Looking for a little organic inspiration to make your wedding a stand out?  Whether aesthetically or symbolically, here are our top six herbs you might like to use.

For countless years herbs have had symbolic meanings ranging from healing powers to calming nerves to lifting one’s spirits.  Brides have historically carried them in their bouquets and in their bridal crowns for many different reasons.  Some for texture, some for smell and some for the meaning they will bestow. 
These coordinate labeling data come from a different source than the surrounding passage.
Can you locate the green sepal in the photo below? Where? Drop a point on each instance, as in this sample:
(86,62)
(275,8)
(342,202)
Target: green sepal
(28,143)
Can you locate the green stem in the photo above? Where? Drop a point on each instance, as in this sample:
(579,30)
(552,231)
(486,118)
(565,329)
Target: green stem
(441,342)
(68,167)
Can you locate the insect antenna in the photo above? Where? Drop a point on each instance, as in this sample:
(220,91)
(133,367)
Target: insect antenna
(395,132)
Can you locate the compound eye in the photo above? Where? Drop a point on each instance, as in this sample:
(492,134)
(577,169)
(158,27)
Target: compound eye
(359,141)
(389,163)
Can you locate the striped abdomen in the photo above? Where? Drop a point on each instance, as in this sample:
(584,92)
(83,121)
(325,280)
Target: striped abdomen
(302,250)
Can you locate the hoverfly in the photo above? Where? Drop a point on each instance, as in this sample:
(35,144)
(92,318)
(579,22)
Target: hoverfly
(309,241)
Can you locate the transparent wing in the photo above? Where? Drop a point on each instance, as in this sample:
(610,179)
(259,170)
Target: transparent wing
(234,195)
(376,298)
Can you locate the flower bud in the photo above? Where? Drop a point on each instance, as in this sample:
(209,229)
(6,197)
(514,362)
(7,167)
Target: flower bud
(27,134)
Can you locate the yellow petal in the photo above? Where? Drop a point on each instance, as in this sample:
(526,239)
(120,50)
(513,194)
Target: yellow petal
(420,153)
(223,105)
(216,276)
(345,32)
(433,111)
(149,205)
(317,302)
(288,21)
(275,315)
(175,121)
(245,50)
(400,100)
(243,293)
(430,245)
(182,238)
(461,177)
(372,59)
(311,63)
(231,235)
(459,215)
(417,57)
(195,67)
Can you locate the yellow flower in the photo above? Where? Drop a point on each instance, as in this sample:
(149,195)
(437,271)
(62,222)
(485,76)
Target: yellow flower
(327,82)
Below are some of the most commonly used wedding herbs and the symbolism behind each.  Incorporating an herb or two into your bouquet or centerpiece adds a textural element as well as a modern organic look.  Other uses include accessorizing your appetizer platters, tablescape, signature drink… use your imagination!



Some of our Favorites:


Rosemary is the herb of remembrance.  This is why it is so commonly used at weddings, so every guest will remember the special day.  Rosemary was used for weddings by Ancient Greek brides in their bridal crowns.  Today rosemary can adorn a boutonniere, a place setting, be given as a guest favor or add texture to a floral arrangement.


Marjoram is the Greek symbol of joy and happiness.  Marjoram also represents goodwill as the couple starts their new life.  Marjoram was also used by Ancient Greek brides in their bridal crowns.  This green herb can add subtle interest to many flower combinations and most wouldn’t even know what it is.


Lavender is the herb of devotion.  Lavender is used in wedding bouquets for symbol of devotion as well as the signature aroma of the herb.  Lavender has a soothing smell that can help calm the bride’s nerves.  Lavender is probably the most popular herb of today and has been used in countless weddings in many different ways.


Thyme is the symbol of strength and courage.  For courage brides tuck thyme into their bouquet and tie it with white ribbon.  Thyme was also tucked into knights armor before battle to give them strength and courage.  This herb makes a perfect accompaniment to amaranthus as a dangling addition to your florals.


Sage is the herb of long life, good health, and domestic sweetness.  If sage and garlic are both carried by a bride it was believed to give her great wisdom as well as goodness.  For the modern day, sage is a nice addition to centerpieces and serving platters.  Depending on the variety, like prairie sage, there is a beautiful blue-green shade to use.


Dill is the herb of lust.  It was believed that a bride would only lust for her husband if she carried dill in her bouquet.  Dill was especially commonly used when the couple was to ‘consummate’ their marriage directly after (- that might be dating it a little!)  Besides its meaning, dill can add a soft texture to your bouquet too.  Not surprising that dill was named 2010 Herb of the Year by the International Herb Association. 



Maybe one or two of these herbs can add that organic and natural touch to your wedding!